The Blog of Ian Mercer.

Algorithm Complexity and the 'Which one will be faster?' question

Over and over on Stackoverflow.com people ask a question of the form 'If I have an algorithm of complexity A, e.g. O(n.log(n)), and an algorithm of complexity B, which one will be faster?' Developers obsess over using the cleverest algorithm available with the lowest theoretical bound on complexity thinking that they will make their code run faster by doing so. To many developers the simple array scan is anathema, they think they should always use a SortedCollection with binary search, or some heap or tree that can lower the complexity from O(n squared) to O(n.log(n)).

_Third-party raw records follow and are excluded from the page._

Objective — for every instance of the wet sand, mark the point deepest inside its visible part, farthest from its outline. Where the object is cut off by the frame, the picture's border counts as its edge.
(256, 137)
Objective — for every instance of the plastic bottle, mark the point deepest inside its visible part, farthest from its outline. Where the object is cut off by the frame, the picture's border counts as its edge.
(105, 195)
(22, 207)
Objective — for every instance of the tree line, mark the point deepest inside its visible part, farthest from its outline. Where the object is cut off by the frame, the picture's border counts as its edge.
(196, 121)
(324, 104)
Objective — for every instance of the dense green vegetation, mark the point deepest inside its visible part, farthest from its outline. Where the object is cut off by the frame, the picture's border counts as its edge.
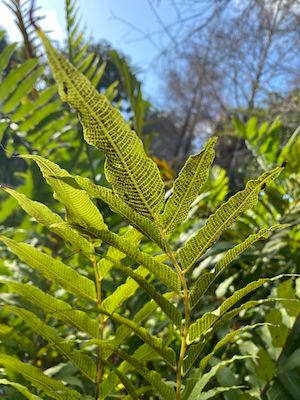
(222, 320)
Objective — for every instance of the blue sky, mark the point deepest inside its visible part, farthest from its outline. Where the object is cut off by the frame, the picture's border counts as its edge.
(101, 19)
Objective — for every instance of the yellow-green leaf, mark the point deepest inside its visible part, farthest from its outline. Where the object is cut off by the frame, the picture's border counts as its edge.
(187, 186)
(225, 216)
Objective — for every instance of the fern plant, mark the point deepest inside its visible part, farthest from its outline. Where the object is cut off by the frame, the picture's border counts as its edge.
(99, 346)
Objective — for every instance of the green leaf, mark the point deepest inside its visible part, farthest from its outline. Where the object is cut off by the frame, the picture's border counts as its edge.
(105, 265)
(162, 271)
(206, 279)
(131, 390)
(167, 307)
(57, 308)
(116, 204)
(82, 361)
(187, 186)
(55, 389)
(134, 176)
(20, 388)
(166, 391)
(14, 77)
(231, 336)
(203, 380)
(220, 316)
(80, 209)
(5, 56)
(52, 221)
(212, 393)
(153, 341)
(53, 269)
(225, 216)
(30, 107)
(22, 90)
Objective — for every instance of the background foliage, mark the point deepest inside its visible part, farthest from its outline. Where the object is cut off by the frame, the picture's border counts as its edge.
(34, 120)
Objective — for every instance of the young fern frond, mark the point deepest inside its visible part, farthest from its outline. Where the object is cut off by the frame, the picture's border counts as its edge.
(125, 266)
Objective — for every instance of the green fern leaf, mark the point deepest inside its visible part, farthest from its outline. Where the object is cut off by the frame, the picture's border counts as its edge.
(167, 276)
(187, 186)
(226, 215)
(134, 176)
(167, 307)
(210, 322)
(105, 265)
(125, 291)
(53, 269)
(6, 55)
(200, 383)
(52, 221)
(205, 280)
(227, 339)
(29, 108)
(166, 391)
(212, 393)
(82, 361)
(80, 209)
(20, 388)
(153, 341)
(57, 308)
(55, 389)
(131, 390)
(116, 204)
(143, 353)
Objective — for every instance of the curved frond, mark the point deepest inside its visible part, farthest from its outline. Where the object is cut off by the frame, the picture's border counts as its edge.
(225, 216)
(53, 388)
(57, 308)
(134, 176)
(187, 186)
(53, 269)
(65, 347)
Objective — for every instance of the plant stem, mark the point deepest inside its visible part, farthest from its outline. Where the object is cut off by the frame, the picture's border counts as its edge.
(187, 312)
(99, 370)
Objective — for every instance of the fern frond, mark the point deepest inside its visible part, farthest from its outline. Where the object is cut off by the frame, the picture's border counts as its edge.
(130, 389)
(57, 308)
(53, 269)
(14, 77)
(105, 265)
(134, 176)
(225, 340)
(187, 186)
(226, 215)
(166, 391)
(197, 384)
(167, 307)
(20, 388)
(116, 204)
(52, 221)
(210, 320)
(143, 353)
(128, 289)
(205, 280)
(153, 341)
(53, 388)
(80, 209)
(6, 55)
(82, 361)
(162, 271)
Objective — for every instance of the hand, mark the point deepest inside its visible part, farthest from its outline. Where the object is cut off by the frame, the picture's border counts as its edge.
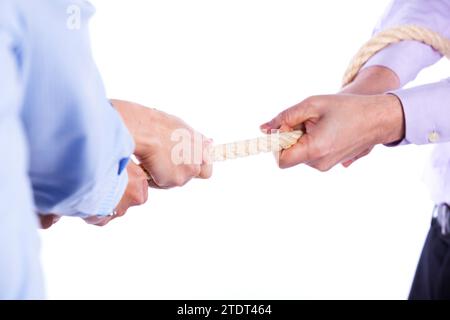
(338, 128)
(154, 133)
(370, 81)
(47, 220)
(135, 194)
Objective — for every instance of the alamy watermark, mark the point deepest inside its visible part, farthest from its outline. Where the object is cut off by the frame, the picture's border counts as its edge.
(73, 21)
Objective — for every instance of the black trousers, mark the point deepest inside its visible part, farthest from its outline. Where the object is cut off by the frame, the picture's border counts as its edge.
(432, 279)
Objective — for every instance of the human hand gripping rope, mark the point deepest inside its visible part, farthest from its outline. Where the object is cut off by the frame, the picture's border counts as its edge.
(285, 140)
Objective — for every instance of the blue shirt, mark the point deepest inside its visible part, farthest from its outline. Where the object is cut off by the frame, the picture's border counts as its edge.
(63, 147)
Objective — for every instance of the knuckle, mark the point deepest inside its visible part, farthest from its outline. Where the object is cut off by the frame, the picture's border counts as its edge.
(322, 167)
(179, 180)
(194, 171)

To all these developers I say "You cannot use the complexity of an algorithm to tell you which algorithm is fastest on typical data sets on modern CPUs".

I make that statement from bitter experience having found and implemented a search that could search vast quantities of data in a time proportional to the size of the key being used to search and not to the size of the data being searched. This clever suffix-tree approach to searching was beaten by a simple dumb array scan! How did that happen?

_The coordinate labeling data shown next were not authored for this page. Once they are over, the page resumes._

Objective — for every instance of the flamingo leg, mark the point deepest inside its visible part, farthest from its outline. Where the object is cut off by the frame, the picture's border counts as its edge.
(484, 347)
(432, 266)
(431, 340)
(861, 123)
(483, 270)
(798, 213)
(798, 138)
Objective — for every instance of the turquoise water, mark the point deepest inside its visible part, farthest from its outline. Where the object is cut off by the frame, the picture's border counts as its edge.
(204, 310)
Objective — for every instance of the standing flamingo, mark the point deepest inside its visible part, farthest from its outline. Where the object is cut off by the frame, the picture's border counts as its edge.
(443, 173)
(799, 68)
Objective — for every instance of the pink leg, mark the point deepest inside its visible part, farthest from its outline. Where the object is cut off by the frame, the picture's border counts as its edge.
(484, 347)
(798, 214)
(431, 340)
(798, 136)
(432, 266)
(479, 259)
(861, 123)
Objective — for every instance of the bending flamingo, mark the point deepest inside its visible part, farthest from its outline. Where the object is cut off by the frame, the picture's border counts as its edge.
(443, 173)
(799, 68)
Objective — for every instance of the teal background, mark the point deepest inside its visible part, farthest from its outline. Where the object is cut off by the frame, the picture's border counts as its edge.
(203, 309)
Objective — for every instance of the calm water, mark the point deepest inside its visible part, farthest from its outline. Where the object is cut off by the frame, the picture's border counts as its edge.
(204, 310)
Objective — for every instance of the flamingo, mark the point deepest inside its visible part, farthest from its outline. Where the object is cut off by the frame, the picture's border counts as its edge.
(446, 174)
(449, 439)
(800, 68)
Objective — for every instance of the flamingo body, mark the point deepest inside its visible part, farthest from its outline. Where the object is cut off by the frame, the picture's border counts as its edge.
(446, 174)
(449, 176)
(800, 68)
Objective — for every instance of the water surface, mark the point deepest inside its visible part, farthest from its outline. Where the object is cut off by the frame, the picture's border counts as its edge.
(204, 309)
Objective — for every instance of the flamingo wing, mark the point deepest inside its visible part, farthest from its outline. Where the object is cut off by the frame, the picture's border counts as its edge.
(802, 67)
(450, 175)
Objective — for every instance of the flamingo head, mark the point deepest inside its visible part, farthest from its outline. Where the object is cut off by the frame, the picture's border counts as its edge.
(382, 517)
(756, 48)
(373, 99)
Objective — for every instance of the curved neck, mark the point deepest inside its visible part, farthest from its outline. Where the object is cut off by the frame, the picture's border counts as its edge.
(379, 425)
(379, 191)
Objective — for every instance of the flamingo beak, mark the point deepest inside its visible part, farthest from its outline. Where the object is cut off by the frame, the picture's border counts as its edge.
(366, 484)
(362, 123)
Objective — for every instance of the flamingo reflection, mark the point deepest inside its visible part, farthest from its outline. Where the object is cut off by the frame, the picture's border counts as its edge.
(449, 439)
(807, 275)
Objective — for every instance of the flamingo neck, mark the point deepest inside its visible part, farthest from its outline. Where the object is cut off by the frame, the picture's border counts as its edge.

First you need to understand that there are constants involved. An algorithm might be O(n) but the actual instruction execution time for each step might be A microseconds. Another algorithm of O(n.log(n)) might take B microseconds to execute each step. If B >> A then for many values of n the first algorithm will be faster. Each algorithm may also involve a certain set up time and that too can dwarf execution time when n is small.

But here's the catch: even if you think the number of add and multiply instructions between the two algorithms is similar, the CPU you are executing them on may have a very different point of view because modern x86 CPUs have in effect been optimized for dumb programmers. They are incredibly fast at processing sequential memory locations in tight loops that can fit in on-chip RAM. Give them a much more complex tree-based O(n log(n)) algorithm and they now have to go off-chip and access scattered memory locations. The results are sometimes quite surprising and can quickly push that O(n log(n)) algorithm out of contention for values of n less than several million.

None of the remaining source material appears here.